Auffallend war in Wien, das die sogenannten großen der Szene sich tendenziell eher lustlos gaben und die vermeintlich kleinen mit vollem Engagement dabei waren. Als Denkanstoß möchten wir fragen, ob es sinnvoll ist, wenn sich offensichtlich gut miteinander bekannte Handelsvertreter auf dem Flur zusammen tun, um über Besucher zu „fachsimpeln“?
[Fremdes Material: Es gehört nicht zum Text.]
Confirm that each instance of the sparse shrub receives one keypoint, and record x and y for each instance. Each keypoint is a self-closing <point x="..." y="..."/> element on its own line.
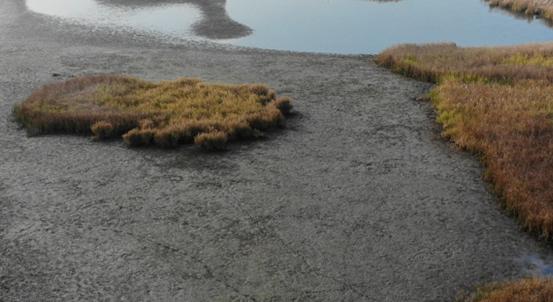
<point x="524" y="290"/>
<point x="102" y="130"/>
<point x="167" y="114"/>
<point x="212" y="141"/>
Große Bildergalerie mit 90 Bildern

Klasse fanden wir hingegen die Präsenz von Technikum One, einem Radiosender aus Österreich, der terrestrisch und über Netz empfangbar ist. Technikum One ist ein Sender, der sich hauptsächlich durch technische redaktionelle Inhalte von anderen unterscheidet. Auf unsere Frage an einen der Verantwortlichen vor Ort, ob man sich das so vorstellen könne, wie wenn Sheldon Cooper aus „The Big Bang Theorie“ einen Radiosender machen würde, war die Antwort: „Im Prinzip ja“. Technikum One war mit einer kompletten Mannschaft vor Ort und hat die ganze Messe begleitet. Die Redakteure habe unablässig O-Töne eingesammelt, daraus redaktionelle Beiträge geschnitten und aus einem auf der Messe eingerichteten Studio direkt gesendet. Eine tolle Idee.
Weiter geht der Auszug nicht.